In Richardson Mayor Scandal, the Cover-Up Is Worse than the Crime
Richardson is supposed to be an orderly place, where a citizen can settle into a comfortable existence, which includes twice-weekly trash pickup and all the plastic grocery bags one can carry, and gaze dismissively down Central Expressway to the shit-show at Dallas City Hall while thinking, Not here.
And so things used to be, back before Mayor Laura Maczka threw her weight behind the Palisades, a mixed-use development along Central with 1,000 apartments adjacent to the NIMBY fortress of Canyon Creek; before rumors began circulating that she was in bed (literally) with the developer behind the project, JP Realty Partners' Mark Jordan; before she admitted in a March ethics filing that she had taken a job with the developer she was being accused of bedding; and before Brett Shipp cornered her with a vaguely flirtatious email between the two suggesting they take a jaunt together to NorthPark mall. Suddenly, Richardson city government has become a shit-show, too. The climax came -- or seemed to come -- Tuesday night, when the city unveiled the findings of an outside attorney's month-long ethics investigation spurred by Maczka's admission that she'd taken a job with Jordan.
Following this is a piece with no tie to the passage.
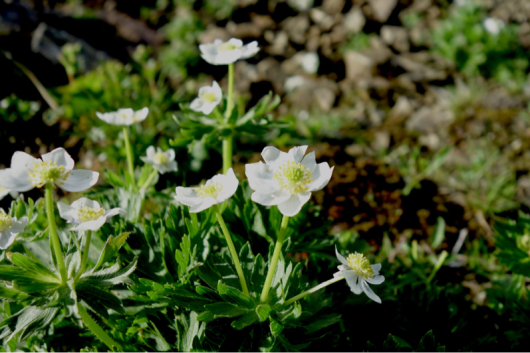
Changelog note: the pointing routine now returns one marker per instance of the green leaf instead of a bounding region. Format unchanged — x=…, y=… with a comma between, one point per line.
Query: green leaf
x=111, y=248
But that summary undersells Tuesday night's drama. It is probably best described as a play in three acts, albeit one penned by a playwright who can't understand that the action is supposed to gradually crescendo into a climax and who inexplicably buries the crucial plot twist in a footnote.
Act I
Richardson's council chamber was packed. Five minutes before the scheduled 7 p.m. start time, a cop was standing at the door sending late-arriving citizens into an overflow room where the meeting would be broadcast. I pulled the I-write-for-the-Dallas-Observer card, but the officer rejected it on the grounds that all the seats were taken and that if he let me go in and stand and watch the meeting, he would have to let the rest of the people stand and watch the meeting which, I dunno, he feared would tire their legs or something. A scene was averted when a passing city staffer directed me to an open seat next to a gentleman in a Hawaiian shirt. Glancing behind me, I noticed that Brett Shipp had somehow secured permission to stand. His legs seemed to be holding up fine.